Recently, it has been suggested that the progression of fibrosis in patients with hepatitis C is related to increased body mass and histologic evidence of steatosis (31, 34, 50, 51, 52). Most of these studies correlated increased portal-based fibrosis with steatosis (31, 34, 52) and were not clearly focused on lesions of concurrent steatohepatitis. In our study, the aim was to document coexistence of steatohepatitis utilizing accepted criteria with other forms of liver disease, and thus, we were not evaluating the possibility of progression of fibrosis in these patients.

When compared with all other forms of liver disease, the coexistence of steatohepatitis in our series of 85 patients was not proportionately greater in terms of statistical significance in patients with hepatitis C compared with other forms of liver disease. An interpretation of this result is that these are two common liver diseases (53, 54), which sometimes overlap by chance rather than a proclivity for steatohepatitis to be seen with a particular form of liver disease.

Limitations in the current study include that it is a retrospective review, is based on biopsies from patients referred to a large academic referral practice of liver disease, and includes a relatively small number of biopsies. However, because of the stringent histologic entry criteria for inclusion in the study to include only cases with evidence of perisinusoidal fibrosis in addition to the other lesions of steatohepatitis, our results quite possibly underestimate the actual concurrence of steatohepatitis with other forms of chronic liver disease. This certainly may be true when one considers the observations that cryptogenic cirrhosis, in which diagnostic histopathologic lesions of ongoing disease are no longer present, may be due in part to previous nonalcoholic steatohepatitis (55).

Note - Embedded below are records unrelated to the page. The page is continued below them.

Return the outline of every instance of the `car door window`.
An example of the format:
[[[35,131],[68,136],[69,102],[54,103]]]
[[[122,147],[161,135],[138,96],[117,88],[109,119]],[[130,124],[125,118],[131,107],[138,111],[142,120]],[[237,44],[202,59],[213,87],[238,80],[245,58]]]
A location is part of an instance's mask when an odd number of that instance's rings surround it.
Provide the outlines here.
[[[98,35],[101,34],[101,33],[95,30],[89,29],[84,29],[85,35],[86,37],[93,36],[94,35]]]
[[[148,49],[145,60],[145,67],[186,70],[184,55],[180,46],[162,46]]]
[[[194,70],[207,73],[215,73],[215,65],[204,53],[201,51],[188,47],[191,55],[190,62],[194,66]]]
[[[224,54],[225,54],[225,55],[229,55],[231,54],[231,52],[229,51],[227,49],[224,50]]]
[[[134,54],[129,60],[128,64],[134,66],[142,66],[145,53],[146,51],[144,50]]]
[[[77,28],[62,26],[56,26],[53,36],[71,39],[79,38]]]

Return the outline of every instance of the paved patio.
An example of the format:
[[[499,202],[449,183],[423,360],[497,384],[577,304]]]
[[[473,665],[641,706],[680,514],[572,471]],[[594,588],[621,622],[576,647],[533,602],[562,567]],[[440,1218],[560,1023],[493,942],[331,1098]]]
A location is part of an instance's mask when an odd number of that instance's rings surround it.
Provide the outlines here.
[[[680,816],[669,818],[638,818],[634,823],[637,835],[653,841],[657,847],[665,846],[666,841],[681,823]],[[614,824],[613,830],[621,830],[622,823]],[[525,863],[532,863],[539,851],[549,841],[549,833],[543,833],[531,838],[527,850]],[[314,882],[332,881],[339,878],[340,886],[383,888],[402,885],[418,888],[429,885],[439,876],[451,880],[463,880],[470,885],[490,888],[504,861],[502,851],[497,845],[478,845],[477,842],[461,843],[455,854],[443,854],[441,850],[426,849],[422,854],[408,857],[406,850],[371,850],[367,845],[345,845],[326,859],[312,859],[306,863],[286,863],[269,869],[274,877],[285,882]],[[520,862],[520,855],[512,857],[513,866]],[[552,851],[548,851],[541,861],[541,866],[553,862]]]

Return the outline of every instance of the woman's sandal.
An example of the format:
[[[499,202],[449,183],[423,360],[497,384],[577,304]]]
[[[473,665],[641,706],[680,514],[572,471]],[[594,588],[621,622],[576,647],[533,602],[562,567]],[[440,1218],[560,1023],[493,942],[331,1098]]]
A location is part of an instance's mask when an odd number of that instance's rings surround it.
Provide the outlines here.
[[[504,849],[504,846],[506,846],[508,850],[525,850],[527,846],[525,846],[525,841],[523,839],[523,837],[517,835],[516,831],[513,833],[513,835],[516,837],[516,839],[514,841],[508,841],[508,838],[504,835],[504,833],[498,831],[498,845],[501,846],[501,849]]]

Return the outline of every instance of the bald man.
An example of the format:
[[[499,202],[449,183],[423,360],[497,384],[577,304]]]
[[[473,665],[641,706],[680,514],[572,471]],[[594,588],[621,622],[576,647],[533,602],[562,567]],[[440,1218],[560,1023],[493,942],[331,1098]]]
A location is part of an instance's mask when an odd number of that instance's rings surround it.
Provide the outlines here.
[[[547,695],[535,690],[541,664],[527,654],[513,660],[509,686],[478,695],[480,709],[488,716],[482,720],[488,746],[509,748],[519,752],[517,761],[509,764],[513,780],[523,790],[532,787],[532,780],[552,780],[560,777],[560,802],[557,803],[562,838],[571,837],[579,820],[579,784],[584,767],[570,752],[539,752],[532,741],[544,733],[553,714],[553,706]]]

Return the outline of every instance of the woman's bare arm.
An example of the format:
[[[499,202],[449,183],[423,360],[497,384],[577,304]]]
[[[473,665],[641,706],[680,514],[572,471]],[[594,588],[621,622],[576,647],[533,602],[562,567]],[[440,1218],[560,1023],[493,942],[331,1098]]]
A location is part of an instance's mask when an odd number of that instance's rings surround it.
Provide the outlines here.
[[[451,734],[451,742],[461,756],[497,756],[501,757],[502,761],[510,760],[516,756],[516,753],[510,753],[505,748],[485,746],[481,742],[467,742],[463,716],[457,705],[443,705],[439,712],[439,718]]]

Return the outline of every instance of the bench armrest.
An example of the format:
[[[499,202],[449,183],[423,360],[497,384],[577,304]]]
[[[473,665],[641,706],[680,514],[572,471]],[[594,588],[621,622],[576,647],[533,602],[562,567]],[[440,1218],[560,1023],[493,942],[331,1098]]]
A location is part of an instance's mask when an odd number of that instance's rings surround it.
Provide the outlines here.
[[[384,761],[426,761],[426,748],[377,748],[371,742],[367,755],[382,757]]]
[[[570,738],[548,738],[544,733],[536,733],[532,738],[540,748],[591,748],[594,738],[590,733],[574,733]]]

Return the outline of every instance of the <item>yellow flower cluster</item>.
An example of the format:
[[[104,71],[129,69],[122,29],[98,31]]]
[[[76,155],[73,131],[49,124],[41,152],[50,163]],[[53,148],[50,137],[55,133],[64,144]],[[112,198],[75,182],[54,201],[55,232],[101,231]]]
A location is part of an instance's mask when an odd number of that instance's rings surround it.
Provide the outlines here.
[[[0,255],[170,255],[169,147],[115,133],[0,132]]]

In conclusion, we have documented cases in which a liver biopsy done for a clinically-defined liver disease also showed the distinct, diagnostic histopathologic features of steatohepatitis. This finding was noted in biopsies from patients with chronic hepatitis C as well those with several other forms of chronic liver disease. Although alcohol use of >80 g/day was noted in a small proportion of cases, in the remainder alcohol use was reported as <10g/d and therefore would not be attributed as the underlying cause of the histologic lesions. The frequency of such concurrence may reflect the frequency with which steatohepatitis is present in our population, rather than a predisposition to occur in a certain form of liver disease. Further study is required to evaluate the significance of concurrent lesions in liver disease patients with regard to progression of the two diseases.